Background: Higher levels of Syndecan-1 (SDC-1) have been identified in children with idiopathic nephrotic syndrome. However, as a potential predictive biomarker of proteinuric glomerulopathies, the impact of SDC-1 on kidney function and outcomes has not been well-studied.

Objective: To analyze the association of baseline serum SDC-1 with longitudinal kidney outcomes in adults and children with proteinuric glomerulopathies.

Design/Methods: Analysis included adults and children enrolled in Nephrotic Syndrome Study Network (NEPTUNE). The exposure of interest, serum SDC-1, was measured at the baseline visit using a commercial ELISA kit (Abcam, cat#ab46506, dilution 1:8). Kidney outcomes included estimated glomerular filtration rate (eGFR) using the CKD Epi/U25 formulas, urine protein:creatinine (UPCR), complete remission ever, kidney failure and the composite outcome of 40% decline in eGFR or kidney failure. Generalized estimating equation (GEE) regression and Cox regression with time varying covariate analyses were used to determine association of baseline log SDC-1 with kidney outcomes over time. Models were adjusted for age, sex, disease cohort, follow-up time, obesity log eGFR and log UPCR with exception of the UPCR model which did not include UPC and the eGFR model which did not include eGFR.

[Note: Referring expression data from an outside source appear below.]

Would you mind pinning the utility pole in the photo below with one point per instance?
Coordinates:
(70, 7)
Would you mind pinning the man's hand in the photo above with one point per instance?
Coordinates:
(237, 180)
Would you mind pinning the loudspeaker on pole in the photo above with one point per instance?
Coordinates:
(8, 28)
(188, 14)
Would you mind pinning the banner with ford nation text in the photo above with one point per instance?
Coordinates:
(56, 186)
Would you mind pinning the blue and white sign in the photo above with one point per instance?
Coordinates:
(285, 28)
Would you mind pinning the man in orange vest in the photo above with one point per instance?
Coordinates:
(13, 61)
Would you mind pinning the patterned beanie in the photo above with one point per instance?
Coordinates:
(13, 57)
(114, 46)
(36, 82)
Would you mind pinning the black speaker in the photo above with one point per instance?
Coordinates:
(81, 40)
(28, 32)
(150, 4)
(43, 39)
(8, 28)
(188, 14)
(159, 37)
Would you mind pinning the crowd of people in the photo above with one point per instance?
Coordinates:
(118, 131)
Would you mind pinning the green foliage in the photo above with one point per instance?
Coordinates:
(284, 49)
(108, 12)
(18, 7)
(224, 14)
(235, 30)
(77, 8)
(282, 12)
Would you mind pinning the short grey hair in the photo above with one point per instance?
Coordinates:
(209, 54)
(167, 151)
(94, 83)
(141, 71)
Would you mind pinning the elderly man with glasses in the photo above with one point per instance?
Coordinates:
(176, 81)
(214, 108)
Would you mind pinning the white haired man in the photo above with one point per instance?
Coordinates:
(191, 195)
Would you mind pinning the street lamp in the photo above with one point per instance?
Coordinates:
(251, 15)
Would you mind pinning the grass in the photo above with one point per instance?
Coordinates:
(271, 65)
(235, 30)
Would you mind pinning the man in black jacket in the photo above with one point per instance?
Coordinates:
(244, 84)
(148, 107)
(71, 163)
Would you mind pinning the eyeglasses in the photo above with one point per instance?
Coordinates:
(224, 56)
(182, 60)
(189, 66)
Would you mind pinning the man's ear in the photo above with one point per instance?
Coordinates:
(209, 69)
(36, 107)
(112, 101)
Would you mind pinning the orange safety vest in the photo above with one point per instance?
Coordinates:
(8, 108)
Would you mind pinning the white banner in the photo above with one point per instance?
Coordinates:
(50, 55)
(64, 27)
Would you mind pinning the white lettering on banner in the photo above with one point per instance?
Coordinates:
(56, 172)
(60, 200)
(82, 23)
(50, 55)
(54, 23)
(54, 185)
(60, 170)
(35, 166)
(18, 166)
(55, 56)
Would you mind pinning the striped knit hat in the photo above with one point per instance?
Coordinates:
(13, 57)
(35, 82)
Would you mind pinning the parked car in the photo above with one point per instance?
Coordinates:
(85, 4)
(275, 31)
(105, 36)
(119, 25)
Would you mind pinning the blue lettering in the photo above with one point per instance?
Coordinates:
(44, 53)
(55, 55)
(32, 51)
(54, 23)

Results: This study assessed 173 children (8.83 ± 5.03 years, 58.4% male, 39.9% white) with baseline median SDC-1 of 133.66 (IQR 74.83-192.49) ng/ml and 175 adults (44.42 ± 16.96 years, 60.6% male, 58.9% white) with median SDC-1 of 101.05 (IQR 56.70-145.40) ng/ml. Baseline characteristics also included median eGFR of 101.59 (IQR 69.92-133.26) ml/min/11.73m2 and UPCR of 4.72 (IQR –0.69-10.13) among children as well as median eGFR of 66.94 (IQR 44.40-89.49) ml/min/11.73m2 and UPCR of 2.91 (IQR 0.43-5.39) among adults. Cohort included 141 participants in minimal change disease and 172 in focal segmental glomerulosclerosis. A total of 263 participants were in relapse (UPCR ≥ 0.3) while 79 were in remission (UPCR < 0.3). In adjusted regression models, higher baseline log SDC-1 was significantly associated with greater risk of composite outcomes of 40% eGFR decline or kidney failure over time (Table 1). SDC-1 was not significantly associated with eGFR and UPCR (Figures 1 and 2).

Conclusion(s): Among the children and adult participants with proteinuric glomerulopathies from NEPTUNE, baseline serum SDC-1 was significantly associated with greater risk of 40% eGFR decline or kidney failure. This association warrants further research to consider SDC-1 as a modifiable risk factor of poor renal function in proteinuric glomerulopathies.